Type II, Areas, and After-Imaging

KMoody · Jul 26, 2013

Progress: 10.2b SP7
OS: SUSE Linux Enterprise Server 11

We're transitioning to from 9.0 to 10.2b, and we're considering changing our databases from Type I to Type II, separating indexes, schema, and data into different areas, and using after-imaging. Our largest database is about 1.7 GB, and we currently back up all of our databases on one SAN.

Given that, I have a few questions:

Could Type II databases with areas and after-imaging benefit us, given our situation?
Would leaving these features out put us at risk?
In your experience, when did these features help you? If they solved a problem, what caused the problem?

TomBascom · Jul 26, 2013

1) Yes
2) Yes
3) After-imaging has saved numerous customer databases from oblivion. In one particular case I needed to roll forward a years worth of logs because their backups hadn't run correctly since their SA left a year prior to the hard drive failing... Type-2 areas are the basis of many, many performance oriented features that I have been able to leverage to customer advantage more times than I can count. Your mileage may, of course, vary but anything that deals with large result sets (reporting, extracts etc.) will typically see a significant improvement. Halving the runtime of such things is not unusual when moving from type 1 to type 2.

TomBascom · Jul 26, 2013

Both after-imaging and type 2 areas should really be considered signs of basic competence. Not having after-imaging is malpractice. Failing to implement type 2 areas is incompetence.

IMHO

KMoody · Jul 26, 2013

Tom, would you also say that placing AI files on physically separate drives from the database is a basic requirement?

TomBascom · Jul 26, 2013

The reality of today's systems is that many people cannot do that effectively. It is more important to quickly archive the filled extents to a safe location. Preferably one in a different time-zone.
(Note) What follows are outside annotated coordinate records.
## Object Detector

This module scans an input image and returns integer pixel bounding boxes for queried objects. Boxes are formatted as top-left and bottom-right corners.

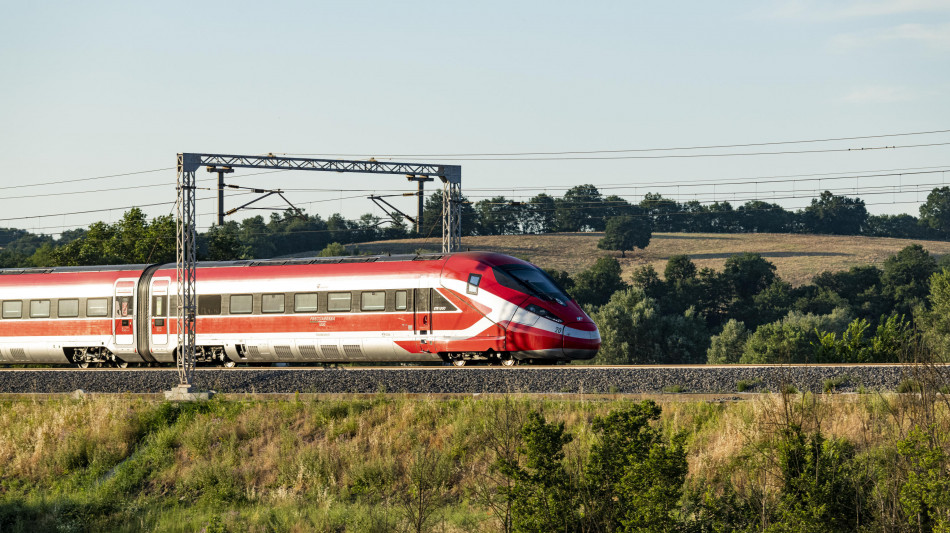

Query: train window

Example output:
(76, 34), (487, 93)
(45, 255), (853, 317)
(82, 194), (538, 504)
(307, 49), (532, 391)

(327, 292), (350, 311)
(429, 290), (458, 311)
(56, 300), (79, 318)
(86, 298), (109, 316)
(465, 274), (482, 294)
(294, 292), (317, 313)
(3, 300), (23, 318)
(115, 296), (132, 317)
(360, 291), (386, 311)
(228, 294), (254, 315)
(30, 300), (49, 318)
(261, 293), (284, 313)
(198, 294), (221, 315)
(152, 296), (168, 316)
(396, 291), (409, 311)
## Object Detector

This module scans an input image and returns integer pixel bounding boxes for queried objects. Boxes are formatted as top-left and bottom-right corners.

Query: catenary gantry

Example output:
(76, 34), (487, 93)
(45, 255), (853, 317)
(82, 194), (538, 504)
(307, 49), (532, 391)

(175, 153), (462, 388)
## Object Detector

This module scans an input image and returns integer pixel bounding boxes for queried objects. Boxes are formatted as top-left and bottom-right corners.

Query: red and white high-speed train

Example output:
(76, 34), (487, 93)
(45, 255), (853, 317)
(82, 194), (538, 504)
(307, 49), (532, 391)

(0, 252), (600, 366)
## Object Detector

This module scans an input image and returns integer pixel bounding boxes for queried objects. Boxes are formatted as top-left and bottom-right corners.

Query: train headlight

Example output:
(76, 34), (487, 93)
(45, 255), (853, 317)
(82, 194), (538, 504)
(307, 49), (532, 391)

(525, 304), (564, 324)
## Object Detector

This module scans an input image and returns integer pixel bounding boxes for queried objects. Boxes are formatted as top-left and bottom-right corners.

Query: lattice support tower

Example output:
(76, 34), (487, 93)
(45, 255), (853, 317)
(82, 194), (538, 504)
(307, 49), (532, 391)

(175, 154), (198, 387)
(175, 153), (462, 388)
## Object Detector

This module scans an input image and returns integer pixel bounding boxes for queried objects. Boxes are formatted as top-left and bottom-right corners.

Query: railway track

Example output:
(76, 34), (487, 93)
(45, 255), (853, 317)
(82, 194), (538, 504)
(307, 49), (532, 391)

(0, 365), (936, 394)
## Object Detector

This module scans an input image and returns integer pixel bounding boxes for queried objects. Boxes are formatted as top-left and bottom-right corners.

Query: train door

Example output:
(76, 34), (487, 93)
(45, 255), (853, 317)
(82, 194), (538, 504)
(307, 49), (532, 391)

(412, 288), (432, 352)
(112, 280), (135, 348)
(149, 279), (169, 346)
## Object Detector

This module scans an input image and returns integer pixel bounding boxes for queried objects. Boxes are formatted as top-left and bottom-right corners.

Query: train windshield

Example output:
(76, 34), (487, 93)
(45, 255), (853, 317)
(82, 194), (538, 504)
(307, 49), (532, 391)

(493, 265), (570, 305)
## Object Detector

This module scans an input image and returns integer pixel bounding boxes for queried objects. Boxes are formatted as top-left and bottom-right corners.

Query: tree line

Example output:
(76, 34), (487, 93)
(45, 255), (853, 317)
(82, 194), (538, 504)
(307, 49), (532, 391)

(549, 244), (950, 364)
(0, 184), (950, 268)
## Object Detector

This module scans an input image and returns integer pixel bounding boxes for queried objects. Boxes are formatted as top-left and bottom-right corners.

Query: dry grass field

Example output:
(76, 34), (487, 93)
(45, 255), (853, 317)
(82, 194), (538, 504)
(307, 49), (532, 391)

(342, 233), (950, 286)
Rob Fitzpatrick · Jul 26, 2013

KMoody said:
Progress: 10.2b SP7
OS: SUSE Linux Enterprise Server 11

Could Type II databases with areas and after-imaging benefit us, given our situation?

Aside from the clear performance benefits of Type II areas versus Type I, they shouldn't be viewed solely as a performance enhancement. They also provide benefits in reliability, availability, flexibility, and access to new features.

Performance

Blocks and clusters are "asocial", containing data from only one storage object; in Type I areas, records from different tables may be interleaved. This improves caching efficiency, as it minimizes physical I/O for tables in multi-table areas.
Type II areas are extended a cluster at a time, rather than a block at a time in Type I. This minimizes the number of extend operations and makes data more contiguous on disk, improving sequential I/O.
A full table scan of a table in a Type II area can be performed via ABL without an index, using the TABLE-SCAN record phrase. This is the fastest way to scan a full table, although the records are not ordered.
In a Type I area, a storage object's data can reside in any block in the area. In Type II, a storage object is a chain of clusters. This allows object-based utilities (e.g. tablemove, idxmove, etc.) to be more efficient.

Reliability

In Type II areas every block contains a checksum which is verified every time the block is read, meaning corruption can be detected and reported in the DB log.

Availability

The second phase of index rebuild (data scan/key build phase) for tables in Type II areas can be multi-threaded with the -datascanthreads n parameter (subject to certain conditions). Depending on factors such as available cores, available RAM, and area size, multi-threading can significantly reduce the overall index rebuild time, which means reduced downtime.

Flexibility

When using Transparent Data Encryption with Type II areas, data can be encrypted at the level of individual storage objects (tables, indexes, LOB columns). In Type I areas, you can only encrypt an entire area.
When using Alternate Buffer Pool with Type II areas, you can assign areas or individual storage objects to the ABP. With Type I you can only assign an entire area to ABP.
In Type II areas there is one RM chain (a linked list of RM blocks with available space for record storage) per table, and thus individually-tunable create and toss limits per table as well. This allows DBAs to better tune the storage to the characteristics of the data, fill blocks more efficiently, and limit record fragmentation. In Type I areas there is a single RM chain, and create and toss limits, per area.

Access to new features

When using OpenEdge Auditing, the audit data and index areas must be Type II.
When using Transparent Data Encryption, the encryption policy area must be Type II.
When using Multi-tenant Tables, multi-tenant tables (table partitions) must be in Type II areas.
When using Horizontal Table Partitioning (in OE 11.4), table partitions will have to be in Type II areas.
If you have your data in Type II areas now and you decide to use these and other new database features that require Type II areas then you can access them immediately. If your data is still in Type I areas you won't have access to these features until you dump and load.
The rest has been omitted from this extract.